Color isn’t a reliable predictor on its own. Red lots can test a touch higher than green in some tables, but both usually cluster in the mid-teens per 100 g. Taste and ripeness drive more day-to-day swing than color alone.
Why Do Labels Show Different Numbers?
Labels reflect the specific lot, the lab method, and the serving size. Database values are averaged across many samples. If your pack lists something close to the ranges you see here, it’s in the right neighborhood.
Is Sugar From Grapes “Added Sugar”?
No. In whole grapes, those sugars aren’t counted as “free” or “added” in major guidelines; juice is a different story because the structure is broken and the sugars are considered free.

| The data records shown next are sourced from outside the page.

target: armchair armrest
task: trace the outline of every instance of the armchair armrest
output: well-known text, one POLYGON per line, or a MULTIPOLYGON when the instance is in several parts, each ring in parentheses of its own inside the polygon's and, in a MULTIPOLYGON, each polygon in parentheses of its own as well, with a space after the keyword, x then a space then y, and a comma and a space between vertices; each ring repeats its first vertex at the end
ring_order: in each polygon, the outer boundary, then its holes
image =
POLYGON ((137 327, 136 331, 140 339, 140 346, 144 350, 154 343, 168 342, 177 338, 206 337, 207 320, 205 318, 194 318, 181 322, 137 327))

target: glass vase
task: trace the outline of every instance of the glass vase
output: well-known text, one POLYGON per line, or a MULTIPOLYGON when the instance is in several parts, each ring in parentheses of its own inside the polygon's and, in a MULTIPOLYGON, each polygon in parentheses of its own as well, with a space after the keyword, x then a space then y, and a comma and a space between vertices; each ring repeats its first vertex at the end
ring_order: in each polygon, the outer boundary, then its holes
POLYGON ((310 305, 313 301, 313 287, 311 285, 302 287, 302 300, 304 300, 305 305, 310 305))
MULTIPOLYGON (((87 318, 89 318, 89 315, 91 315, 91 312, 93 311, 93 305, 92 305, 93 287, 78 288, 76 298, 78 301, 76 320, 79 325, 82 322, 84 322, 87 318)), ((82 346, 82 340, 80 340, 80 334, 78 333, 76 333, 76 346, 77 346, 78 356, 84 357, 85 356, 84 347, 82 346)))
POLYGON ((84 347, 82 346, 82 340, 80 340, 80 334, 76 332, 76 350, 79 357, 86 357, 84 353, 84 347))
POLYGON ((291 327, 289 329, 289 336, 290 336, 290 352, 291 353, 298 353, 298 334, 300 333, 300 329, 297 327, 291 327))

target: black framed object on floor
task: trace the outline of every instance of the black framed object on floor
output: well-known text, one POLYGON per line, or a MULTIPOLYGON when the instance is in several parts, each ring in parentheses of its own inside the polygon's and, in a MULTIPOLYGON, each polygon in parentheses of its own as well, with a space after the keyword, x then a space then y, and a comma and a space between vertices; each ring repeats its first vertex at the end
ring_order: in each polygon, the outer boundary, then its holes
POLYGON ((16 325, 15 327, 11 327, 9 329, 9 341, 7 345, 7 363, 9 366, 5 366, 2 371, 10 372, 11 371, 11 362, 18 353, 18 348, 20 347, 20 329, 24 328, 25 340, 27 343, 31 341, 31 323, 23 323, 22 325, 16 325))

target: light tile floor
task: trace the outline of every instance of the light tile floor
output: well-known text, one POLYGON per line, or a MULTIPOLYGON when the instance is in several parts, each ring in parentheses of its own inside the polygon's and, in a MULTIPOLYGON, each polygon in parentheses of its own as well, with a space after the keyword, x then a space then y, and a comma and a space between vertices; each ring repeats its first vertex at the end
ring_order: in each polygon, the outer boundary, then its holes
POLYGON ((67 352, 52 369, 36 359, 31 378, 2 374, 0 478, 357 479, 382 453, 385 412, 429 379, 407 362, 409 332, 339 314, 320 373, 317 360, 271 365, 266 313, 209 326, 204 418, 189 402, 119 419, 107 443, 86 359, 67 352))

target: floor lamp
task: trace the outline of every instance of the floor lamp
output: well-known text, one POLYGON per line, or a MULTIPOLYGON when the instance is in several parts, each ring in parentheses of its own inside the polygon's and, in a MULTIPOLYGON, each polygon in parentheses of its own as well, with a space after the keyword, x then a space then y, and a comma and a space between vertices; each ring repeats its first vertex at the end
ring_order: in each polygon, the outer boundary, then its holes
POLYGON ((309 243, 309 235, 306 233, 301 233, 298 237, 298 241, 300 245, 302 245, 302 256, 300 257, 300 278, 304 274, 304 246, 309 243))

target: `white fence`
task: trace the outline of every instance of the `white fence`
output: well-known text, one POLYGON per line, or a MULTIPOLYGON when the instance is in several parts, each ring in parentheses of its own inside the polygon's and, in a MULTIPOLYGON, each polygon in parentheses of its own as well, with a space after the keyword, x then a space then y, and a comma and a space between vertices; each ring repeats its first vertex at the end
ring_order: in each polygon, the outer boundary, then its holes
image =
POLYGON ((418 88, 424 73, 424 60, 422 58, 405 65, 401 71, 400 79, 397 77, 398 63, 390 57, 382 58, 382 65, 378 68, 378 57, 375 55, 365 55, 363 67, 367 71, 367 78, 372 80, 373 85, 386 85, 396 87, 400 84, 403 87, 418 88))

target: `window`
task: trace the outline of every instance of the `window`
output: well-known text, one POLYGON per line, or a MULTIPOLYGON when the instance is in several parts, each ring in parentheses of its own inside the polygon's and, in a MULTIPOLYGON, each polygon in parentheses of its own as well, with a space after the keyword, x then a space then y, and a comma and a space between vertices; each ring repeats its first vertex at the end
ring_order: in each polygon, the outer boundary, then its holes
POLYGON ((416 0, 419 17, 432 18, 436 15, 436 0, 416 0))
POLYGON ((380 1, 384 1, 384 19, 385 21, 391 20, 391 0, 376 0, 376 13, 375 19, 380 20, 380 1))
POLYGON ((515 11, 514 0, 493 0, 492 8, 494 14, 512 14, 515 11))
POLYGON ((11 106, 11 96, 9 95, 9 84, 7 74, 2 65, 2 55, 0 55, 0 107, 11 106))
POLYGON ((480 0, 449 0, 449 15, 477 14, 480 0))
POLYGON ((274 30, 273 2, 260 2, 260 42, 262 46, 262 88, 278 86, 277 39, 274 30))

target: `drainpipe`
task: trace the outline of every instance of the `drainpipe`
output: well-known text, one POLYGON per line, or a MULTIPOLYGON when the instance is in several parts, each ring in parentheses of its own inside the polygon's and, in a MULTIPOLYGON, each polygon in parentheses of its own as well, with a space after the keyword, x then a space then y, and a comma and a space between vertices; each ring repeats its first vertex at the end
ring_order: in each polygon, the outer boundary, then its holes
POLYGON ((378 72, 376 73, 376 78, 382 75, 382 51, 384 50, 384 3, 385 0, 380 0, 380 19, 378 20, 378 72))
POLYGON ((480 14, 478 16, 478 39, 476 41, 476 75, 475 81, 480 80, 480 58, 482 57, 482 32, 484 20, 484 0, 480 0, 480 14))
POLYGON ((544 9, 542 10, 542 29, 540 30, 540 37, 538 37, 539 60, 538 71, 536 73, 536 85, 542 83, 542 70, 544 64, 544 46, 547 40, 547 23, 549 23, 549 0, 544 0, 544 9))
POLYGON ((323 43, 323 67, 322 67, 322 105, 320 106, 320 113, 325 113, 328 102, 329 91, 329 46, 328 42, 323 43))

That’s why whole fruit shows up in healthy-eating patterns across agencies. NHS: free sugars.
Bottom Line On The 100-Gram Figure
Fresh grapes land near 15.5 g sugar per 100 g, grape juice sits near 14.2 g, and raisins jump to ~59 g per 100 g. That’s the snapshot you can carry to the store, to your kitchen, and to any recipe that uses grapes. If your aim is steady intake, go whole fruit more often, use juice in small pours, and keep dried fruit to measured pinches.